Morto il vecchio Lodovico (+840), per porre fine ai contra­sti dinastici, fu neces­saria una nuova intesa tra i fra­telli: si ebbe così il patto di Verdun (843) nel quale, diviso l'impero carolingio in tre parti, si defini­scono nei limiti geografici al­tret­tante naziona­lità: tedesca, francese e italiana. A Carlo -subentrato al fratello Pipino- fu riconoscita la Francia e la Marca spagnola, a Lodovico la Germania e a Lotario, che aveva il titolo imperiale, l'I­talia e la Lotaringia (territori della Provenza): l'imperatore aveva così Roma e Aquisgrana.

Intanto gli Arabi, dalla Sicilia, dove erano sbarcati nell'817, face­vano conti­nue scorrerie sulle coste della penisola. Nell'846 erano giunti a Roma e dopo aver sbaragliato gli uomini delle scho­lae peregrinorum, avevano saccheggiato le basili­che fuori le mura.

Papa Leone IV (847-55) fece allora costruire le mura a prote­zione della Basilica vaticana. L'opera, che terminò nel 852, dopo sei anni di lavoro, in onore del papa fu chiamata civitas Leonina.
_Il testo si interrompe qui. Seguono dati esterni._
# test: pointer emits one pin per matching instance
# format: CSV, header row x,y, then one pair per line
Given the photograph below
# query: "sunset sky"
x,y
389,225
Quindi, il pontefice raccolse alcune città della Campania in una lega che sconfisse gli Arabi nella battaglia navale di Ostia (849).

Niccolò I (858-67)

Morto Lotario (+855), gli successe il figlio Ludovico II che si pre­occupò del problema dell'Italia meridionale, cercando di sot­trarre agli Arabi i loro punti di appoggio (Bari, Taranto), ma finì prigioniero, an­che se temporaneamente, del suo vassallo, il duca di Benevento. Tanto basso era il prestigio imperiale.

Accanto a de­boli imperatori risultò maggiormente l'energia di papa Niccolò I, succeduto nell'858 a Benedetto III (855-58) il quale, a sua volta, stando a una strana favola -attestata a partire dalla metà del secolo XIII- sarebbe succe­duto alla pa­pessa Giovanna, una donna di Magonza, o d'Inghilterra che, da trave­stita, avrebbe oc­cupato la cattedra di Pietro per due anni e sette mesi, finché fu scoperta per un parto occorsole durante una proces­sione.
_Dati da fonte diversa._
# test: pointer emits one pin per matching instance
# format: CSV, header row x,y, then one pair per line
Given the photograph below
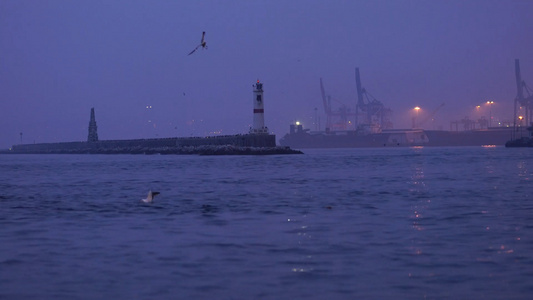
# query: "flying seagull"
x,y
202,44
150,197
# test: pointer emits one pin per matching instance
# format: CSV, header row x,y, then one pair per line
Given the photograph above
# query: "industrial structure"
x,y
374,129
335,120
523,105
371,115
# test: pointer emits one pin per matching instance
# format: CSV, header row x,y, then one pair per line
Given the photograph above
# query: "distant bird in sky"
x,y
202,44
150,197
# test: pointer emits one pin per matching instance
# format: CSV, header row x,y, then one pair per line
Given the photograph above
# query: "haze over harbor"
x,y
129,61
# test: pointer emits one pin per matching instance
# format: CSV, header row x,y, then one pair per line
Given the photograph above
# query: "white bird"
x,y
150,197
202,44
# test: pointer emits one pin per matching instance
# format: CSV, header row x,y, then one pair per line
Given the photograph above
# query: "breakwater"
x,y
242,144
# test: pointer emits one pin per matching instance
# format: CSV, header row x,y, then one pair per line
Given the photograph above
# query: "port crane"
x,y
370,114
523,101
342,113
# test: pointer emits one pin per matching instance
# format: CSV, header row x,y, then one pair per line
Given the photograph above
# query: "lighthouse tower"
x,y
259,111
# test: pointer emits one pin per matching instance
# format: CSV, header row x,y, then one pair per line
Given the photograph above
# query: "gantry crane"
x,y
342,113
370,112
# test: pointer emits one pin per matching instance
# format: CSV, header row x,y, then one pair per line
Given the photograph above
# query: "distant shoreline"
x,y
184,150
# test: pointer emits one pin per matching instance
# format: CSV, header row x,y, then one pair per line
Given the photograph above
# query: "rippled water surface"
x,y
402,223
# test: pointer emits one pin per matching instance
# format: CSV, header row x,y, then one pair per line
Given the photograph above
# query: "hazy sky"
x,y
60,58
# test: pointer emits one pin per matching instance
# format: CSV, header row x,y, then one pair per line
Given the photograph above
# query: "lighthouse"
x,y
259,111
93,133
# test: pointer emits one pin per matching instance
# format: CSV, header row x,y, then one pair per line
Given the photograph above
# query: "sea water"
x,y
388,223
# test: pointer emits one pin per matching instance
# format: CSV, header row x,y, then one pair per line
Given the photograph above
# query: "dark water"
x,y
403,223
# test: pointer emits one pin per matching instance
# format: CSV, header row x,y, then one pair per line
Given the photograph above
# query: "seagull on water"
x,y
150,197
202,44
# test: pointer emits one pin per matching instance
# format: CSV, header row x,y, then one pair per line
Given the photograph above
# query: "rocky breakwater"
x,y
165,150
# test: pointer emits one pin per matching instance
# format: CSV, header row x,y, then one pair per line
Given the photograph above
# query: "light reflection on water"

Molteplici le spiegazioni date a questo mito, messo in dubbio da Enea Silvio Piccolomini e poi confutato dall'olandese David Blondel (1649): sarebbe derivato per alcuni da una statua, male in­terpre­tata (un sacerdote di Mitra, con piccoli servitori); per altri dalla leggenda di una vergine, monaca in un monastero di uomini, o dalle stesse cortigiane che, durante il secolo X, dominarono il pa­pato.

Papa Niccolò, un romano di nobile famiglia, indubbiamente fu un grande papa, forse il più grande nel periodo tra Gregorio Magno e Gregorio VII. Egli seppe circondarsi di uomini capaci, come Anastasio Bibliotecario il quale, prima di diventare suo segretario, era stato anti­papa. Entrato subito in cordiali rapporti con l'impera­tore, si dimostrò tuttavia grande assertore dei diritti del papato sia in Oriente, sia di fronte all'imperatore.

Contro le pretese dell’arcive­scovo di Ravenna il quale, favo­rito dall’imperatore Ludovico II, rivendicava una indipendenza spirituale e temporale dal papa, Niccolò I emanò disposizioni che re­stringevano sui vescovi suffra­ganei. Inoltre il papa resistette ai capricci matrimoniali di Lotario II, re di Lorena e fratello del­l'imperatore. Sostenne Rotado, vescovo di Soissons, ingiustamente depo­sto dal metropo­lita, Incmaro di Reims, che aveva abusato della sua giuri­sdi­zione ai danni del suo vescovo a lui soggetto. Si trattò tutta­via di un abuso non isolato: le decretali isidoriane erano state redatte per difen­dere appunto i diritti dei ve­scovi suffraganei, contro le pretese sia dei metropoliti, come delle autorità laiche.

Niccolò sostenne inoltre il pa­triarca Ignazio di Costantinopoli, scomuni­cando (863) Fozio che lo aveva destituito. Con ciò difese la dignità delle Sede apostolica contro il cesaropapismo bizantino, ma non pote' evitare l'aprirsi di una tempo­ranea rottura fra Bisanzio e Roma: l'episodio è infatti all'inizio dello scisma della Chiesa greca.